第13話


 一ノ瀬さんの様子は心細さと余裕を感じさせる相反するものだった。


 あたしにはあなたしかいない。そう深刻に告げる沈んだ顔。しかししなだれかかるような仕草は自分が特別なのだと知覚し認めている素直さだった。


 彼女としての一ノ瀬さんがそこにいた。


 つまりは嫉妬である。


 宵歌の接し方には自分にはない可愛さや魅力があって、一ノ瀬さんにはそれを羨ましいと思ったから情緒が乱されるのだと僕は思う。


 隣の芝生は青く見えるとはよく言ったもので、一ノ瀬さんはとても魅力的なのに、それを捨ててでも宵歌の魅力を欲しているのだから困ったものだ。


 僕達はベンチを見つけたので座って休憩する事にした。


 僕は語り手としての都合上、一ノ瀬さんや宵歌の心情描写も担っているが物語中の僕は神の視点なぞ持っていないので彼女たちの心の内に気づけるわけがない。

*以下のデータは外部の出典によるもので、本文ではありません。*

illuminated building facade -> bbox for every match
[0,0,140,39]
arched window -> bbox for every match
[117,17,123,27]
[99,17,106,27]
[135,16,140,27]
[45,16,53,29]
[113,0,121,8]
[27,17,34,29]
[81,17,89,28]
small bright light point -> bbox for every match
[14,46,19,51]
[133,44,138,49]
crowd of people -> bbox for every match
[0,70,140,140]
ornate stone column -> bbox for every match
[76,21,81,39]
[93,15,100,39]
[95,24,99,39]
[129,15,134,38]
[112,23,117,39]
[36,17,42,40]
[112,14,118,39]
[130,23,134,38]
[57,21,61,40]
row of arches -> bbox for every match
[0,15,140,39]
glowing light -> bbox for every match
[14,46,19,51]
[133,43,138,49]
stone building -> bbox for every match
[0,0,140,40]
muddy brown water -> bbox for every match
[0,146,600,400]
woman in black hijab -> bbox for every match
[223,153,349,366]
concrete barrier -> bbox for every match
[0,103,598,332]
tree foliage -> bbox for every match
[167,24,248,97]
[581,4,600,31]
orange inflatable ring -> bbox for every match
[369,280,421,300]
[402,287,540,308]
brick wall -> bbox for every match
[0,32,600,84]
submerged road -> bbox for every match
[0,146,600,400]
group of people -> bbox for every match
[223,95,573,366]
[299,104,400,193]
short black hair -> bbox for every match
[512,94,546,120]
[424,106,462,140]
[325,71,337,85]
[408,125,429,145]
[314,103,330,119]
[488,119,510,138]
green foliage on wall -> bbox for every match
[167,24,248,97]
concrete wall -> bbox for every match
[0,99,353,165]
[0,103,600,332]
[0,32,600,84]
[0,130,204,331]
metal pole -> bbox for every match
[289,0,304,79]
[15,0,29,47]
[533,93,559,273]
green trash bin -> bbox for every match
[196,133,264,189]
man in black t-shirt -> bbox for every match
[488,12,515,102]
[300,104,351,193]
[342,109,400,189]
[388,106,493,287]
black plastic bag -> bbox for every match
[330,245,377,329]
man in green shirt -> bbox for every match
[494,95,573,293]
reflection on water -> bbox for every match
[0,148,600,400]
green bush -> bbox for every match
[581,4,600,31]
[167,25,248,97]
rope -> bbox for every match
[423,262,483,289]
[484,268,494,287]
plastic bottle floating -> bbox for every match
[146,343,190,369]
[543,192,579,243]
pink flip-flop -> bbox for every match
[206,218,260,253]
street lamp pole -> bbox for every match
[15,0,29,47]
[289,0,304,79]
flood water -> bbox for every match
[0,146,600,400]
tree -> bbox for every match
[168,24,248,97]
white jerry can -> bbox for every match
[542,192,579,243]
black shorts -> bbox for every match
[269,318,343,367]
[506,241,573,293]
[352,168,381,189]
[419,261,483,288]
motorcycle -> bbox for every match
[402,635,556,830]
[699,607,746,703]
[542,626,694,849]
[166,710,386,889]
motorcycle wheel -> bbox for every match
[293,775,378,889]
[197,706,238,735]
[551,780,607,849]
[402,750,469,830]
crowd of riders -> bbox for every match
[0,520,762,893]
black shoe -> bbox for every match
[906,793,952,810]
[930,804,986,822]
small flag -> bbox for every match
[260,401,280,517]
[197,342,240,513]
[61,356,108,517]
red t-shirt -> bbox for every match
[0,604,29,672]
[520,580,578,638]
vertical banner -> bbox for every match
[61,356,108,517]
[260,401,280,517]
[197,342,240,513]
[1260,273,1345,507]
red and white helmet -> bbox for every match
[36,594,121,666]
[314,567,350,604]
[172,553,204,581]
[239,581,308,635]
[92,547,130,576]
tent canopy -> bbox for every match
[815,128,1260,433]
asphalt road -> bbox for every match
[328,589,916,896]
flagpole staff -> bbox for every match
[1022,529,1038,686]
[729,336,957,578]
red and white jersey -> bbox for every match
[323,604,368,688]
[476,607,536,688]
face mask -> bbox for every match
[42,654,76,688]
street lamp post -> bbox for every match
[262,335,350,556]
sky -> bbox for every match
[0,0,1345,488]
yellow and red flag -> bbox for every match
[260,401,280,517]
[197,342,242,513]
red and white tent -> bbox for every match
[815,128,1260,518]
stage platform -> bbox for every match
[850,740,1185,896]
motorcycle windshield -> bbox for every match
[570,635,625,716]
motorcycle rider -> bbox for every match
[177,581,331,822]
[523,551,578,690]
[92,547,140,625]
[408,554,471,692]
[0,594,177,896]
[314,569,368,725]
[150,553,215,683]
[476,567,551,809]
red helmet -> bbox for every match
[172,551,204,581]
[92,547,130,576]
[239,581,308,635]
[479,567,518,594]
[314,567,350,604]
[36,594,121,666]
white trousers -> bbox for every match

 僕は(この前は仲が良かったのになぁ……)と悲しく思った。


「喉が渇いたからジュースを買ってきたけど、一ノ瀬さんはこれでよかった?」


 りんごジュースを渡すと一ノ瀬さんは「ありがと」と受け取った。


「宵歌はさ、悪気があってやってるわけじゃないんだ」


「ん……?」


「おちょくるし煽ってくるし、嫌がると分かってることをあえてやったりもするけど、全部楽しくてやってるだけなんだ。あいつなりのコミュニケーションというか甘え方というか、なんと言えばいいのかな」


「………………」


「仲が良いと思ってるやつにしかやらないという事は理解しておいてほしい。みんな仲良くできると思ってる子供みたいなヤツなんだよ、宵歌は」


「……ふぅん、よく知ってるんだ」


 ぽつりと一ノ瀬さんが呟いた。嫉妬を通り越して諦めの境地に達しているような素っ気ない態度だった。


「幼馴染だし、一緒に暮らしてたからなんとなくね」


「……幼馴染、かぁ」


 太ももの上に頬杖をついてため息をついた。


 僕は一ノ瀬さんと宵歌に仲良くして欲しいと思っている。宵歌は煽り過ぎだし一ノ瀬さんは気にしすぎていると思う。2人がもう少し歩み寄ってくれればすぐに打ち解けられると思うのだけど、どうして上手くいかないのだろうか。


「意外といいヤツだぞ?」


「良い子なのは分かってるんだけどね……」


 頬杖をついたまま一ノ瀬さんは僕を見上げて「ちょっと距離が近すぎるんじゃない?」と不満そうだった。


「そんなにかなぁ。いつも通りだと思うけど」


「近いよ。離れて」


「気を付けるよ」


 僕はそう答えたけれど、やっぱり宵歌の良い所は知って欲しいと思う。僕にとって彼女は一ノ瀬さんで、宵歌は幼馴染以上でも以下でもない。あくまで深い仲の友人として宵歌の長所をプレゼンしようという気持ちを一ノ瀬さんなら理解してくれると思った。「でも、宵歌はそんな事を意識してないと思うよ」


「……そんなこと?」


「あいつは男女関係なくあんな感じだよ。距離が近いのは良い事だと思ってるんだ」


「あたしが気にしすぎだって言いたいの?」


「え?」


「あたしがずっとイライラしてるから面倒くさいんだよね。宵歌ちゃんは明るくて元気だけどあたしが機嫌悪いから居心地が良くないんだよね」


 一ノ瀬さんが突然怒り出した。その理由は読者諸賢ならお察しかと思う。宵歌の事を話し過ぎたのだ。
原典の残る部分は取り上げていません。